In the end, his passing was every bit as hard as my mum’s had been. He forgot how to eat and drink, and so away he went, starving and dehydrating, burning up in the bed my brother and I put up for him in his living room at home. Was he there at the very end, did enough of him surface to know we were there, his two sons? We spoke to him and perhaps a flicker of something stirred. And then, toward the end of a long hard afternoon, as my brother came back into the room and said he was there too, with me, my dad let go his grip on life and went, leaving a grimacing death mask of the pain he’d been in. There, and then not.

Just a week or two before he died, my dad - all but monosyllabic and  communicating through gesture as much as anything else - surfaced enough to speak.
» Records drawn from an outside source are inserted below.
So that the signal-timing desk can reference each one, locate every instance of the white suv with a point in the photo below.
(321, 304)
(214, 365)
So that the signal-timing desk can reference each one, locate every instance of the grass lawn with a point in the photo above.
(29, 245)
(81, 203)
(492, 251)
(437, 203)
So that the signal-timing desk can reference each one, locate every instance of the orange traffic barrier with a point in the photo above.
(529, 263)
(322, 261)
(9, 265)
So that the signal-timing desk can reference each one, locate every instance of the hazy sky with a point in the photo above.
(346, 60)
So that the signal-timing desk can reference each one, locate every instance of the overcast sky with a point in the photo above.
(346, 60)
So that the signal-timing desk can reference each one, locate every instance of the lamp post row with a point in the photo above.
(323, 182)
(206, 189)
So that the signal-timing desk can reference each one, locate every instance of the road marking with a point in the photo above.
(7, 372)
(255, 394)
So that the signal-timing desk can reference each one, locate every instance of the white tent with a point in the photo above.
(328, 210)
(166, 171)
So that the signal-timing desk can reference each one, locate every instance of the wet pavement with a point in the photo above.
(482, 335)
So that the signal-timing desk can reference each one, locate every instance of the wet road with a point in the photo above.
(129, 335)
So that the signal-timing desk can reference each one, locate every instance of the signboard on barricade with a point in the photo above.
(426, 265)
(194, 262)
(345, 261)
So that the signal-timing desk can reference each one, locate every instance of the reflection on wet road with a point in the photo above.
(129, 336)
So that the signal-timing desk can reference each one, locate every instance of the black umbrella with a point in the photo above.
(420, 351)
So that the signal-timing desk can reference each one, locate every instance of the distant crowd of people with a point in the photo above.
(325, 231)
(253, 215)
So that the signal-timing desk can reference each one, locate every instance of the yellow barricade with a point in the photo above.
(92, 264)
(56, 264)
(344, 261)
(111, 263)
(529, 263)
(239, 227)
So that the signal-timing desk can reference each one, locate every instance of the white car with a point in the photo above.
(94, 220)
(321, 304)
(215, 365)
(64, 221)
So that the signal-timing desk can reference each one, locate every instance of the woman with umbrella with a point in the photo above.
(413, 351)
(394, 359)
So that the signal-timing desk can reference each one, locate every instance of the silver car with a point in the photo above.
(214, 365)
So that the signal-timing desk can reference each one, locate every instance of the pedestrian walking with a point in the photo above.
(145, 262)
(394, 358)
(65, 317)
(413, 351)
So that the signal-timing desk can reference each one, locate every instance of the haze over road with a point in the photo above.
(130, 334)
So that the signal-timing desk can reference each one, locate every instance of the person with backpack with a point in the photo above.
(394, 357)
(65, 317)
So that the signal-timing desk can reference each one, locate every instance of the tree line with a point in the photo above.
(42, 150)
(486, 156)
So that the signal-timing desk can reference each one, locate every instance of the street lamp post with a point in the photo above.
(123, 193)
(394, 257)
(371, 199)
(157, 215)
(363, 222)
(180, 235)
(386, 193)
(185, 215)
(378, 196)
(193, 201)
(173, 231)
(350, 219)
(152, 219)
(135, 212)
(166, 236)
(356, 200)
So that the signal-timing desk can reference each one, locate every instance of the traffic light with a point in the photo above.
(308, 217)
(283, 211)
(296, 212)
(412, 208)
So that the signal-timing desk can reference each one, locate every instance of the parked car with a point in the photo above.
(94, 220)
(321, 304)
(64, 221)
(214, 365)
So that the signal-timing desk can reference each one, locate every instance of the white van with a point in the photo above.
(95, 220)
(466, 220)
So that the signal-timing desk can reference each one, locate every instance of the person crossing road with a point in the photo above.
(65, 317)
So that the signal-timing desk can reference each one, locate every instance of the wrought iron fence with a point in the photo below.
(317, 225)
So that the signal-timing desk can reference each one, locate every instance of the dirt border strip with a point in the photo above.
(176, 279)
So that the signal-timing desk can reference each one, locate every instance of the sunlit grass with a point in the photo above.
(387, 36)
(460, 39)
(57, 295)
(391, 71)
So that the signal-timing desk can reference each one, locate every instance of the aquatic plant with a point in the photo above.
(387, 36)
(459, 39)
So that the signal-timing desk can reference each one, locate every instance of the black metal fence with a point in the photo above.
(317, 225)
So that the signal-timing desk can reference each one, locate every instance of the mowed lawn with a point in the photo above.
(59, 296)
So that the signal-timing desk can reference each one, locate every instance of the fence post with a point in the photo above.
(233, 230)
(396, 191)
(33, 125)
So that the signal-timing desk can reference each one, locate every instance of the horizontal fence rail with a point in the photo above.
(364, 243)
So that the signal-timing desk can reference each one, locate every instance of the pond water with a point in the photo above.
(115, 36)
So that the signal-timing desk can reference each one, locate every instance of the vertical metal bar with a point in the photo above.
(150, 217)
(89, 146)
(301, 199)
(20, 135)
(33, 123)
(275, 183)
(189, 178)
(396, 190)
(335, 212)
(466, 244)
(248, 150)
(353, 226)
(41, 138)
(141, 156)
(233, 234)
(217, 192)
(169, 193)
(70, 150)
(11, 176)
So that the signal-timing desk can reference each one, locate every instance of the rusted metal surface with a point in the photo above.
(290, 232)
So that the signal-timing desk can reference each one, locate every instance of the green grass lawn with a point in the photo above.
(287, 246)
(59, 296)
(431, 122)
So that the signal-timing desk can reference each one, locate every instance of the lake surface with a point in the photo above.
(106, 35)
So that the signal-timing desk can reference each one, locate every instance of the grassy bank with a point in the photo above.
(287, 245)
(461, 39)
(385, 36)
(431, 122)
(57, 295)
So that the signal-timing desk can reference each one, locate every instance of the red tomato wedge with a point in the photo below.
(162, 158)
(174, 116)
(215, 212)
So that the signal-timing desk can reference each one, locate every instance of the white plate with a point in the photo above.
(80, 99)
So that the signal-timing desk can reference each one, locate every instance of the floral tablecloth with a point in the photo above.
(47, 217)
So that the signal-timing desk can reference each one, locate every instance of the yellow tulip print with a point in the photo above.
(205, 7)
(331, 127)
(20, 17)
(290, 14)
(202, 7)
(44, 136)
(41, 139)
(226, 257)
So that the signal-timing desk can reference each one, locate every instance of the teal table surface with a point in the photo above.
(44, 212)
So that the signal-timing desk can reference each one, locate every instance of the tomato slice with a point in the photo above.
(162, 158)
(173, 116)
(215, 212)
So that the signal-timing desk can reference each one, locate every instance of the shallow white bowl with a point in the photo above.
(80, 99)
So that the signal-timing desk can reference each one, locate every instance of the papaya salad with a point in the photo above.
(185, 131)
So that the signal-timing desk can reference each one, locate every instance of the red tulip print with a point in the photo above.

How he did it, I don’t know. But the man I’d known for so long was there enough to say the words to me he’d never expressed so openly before: “It’s important that you understand I love you.”

 

A day later, when he’d sunk back down under the dementia, he was fighting me and trying to kill me. As I say, like my mum, being not a person to do things the easy way, the fight - on his part, I was just stopping him hurting himself - spilled onto the street and the police arrived . . . But we got him calmed down, with the help of a visit to the hospital, which sort of shocked him back to calm - and not very much longer after that his final days were upon him.

 

I do wonder if he was himself at the very end, before he finally let go, upon hearing my brother’s voice. I’d find it hard to believe if not for that earlier rising he made, when he said words I’d never heard from him but knew anyway. My partner’s dad made the point that because it’s impossible to know, I get to choose. Choose whether my dad came back for his final moments before going or not. And I should choose to believe he was there, I really should. It would make life easier, to think he was restored – that the vital part of him was there – but somehow I find it very hard to do that, however much I want to believe it. But I’ll try and remember that, through the sadness and all the rest.

 

There’s so much more I could say here, but I won’t. There have been other losses, painful and cruel in their own ways - my Uncle Ken, a character you couldn’t put into fiction because no one would believe in him, my Uncle Arthur, a different character but equally as incredible, and even Jess the cat, inherited when my mum and then my dad died. All gone. All having left, in one way or another, their mark.

 

And so there’s this, the here and now, which is to say the aftermath of all of this. I’m a changed man, both physically (hell, carrying your dad up the stairs each night to bed as he is fighting you takes it out of you) and mentally (I still leap out of bed if I’m sleeping and a car horn sounds - luckily, I don’t live in a city - thinking it’s the pressure mat sounding its horn, and telling me my dad was out of bed and needing help). I’ve probably got PTSD from it all, is the truth of the matter. 

 

But I’m learning to deal with it. Such as it is.

 

A change of season. 
 

Bringing us all a little closer to winter.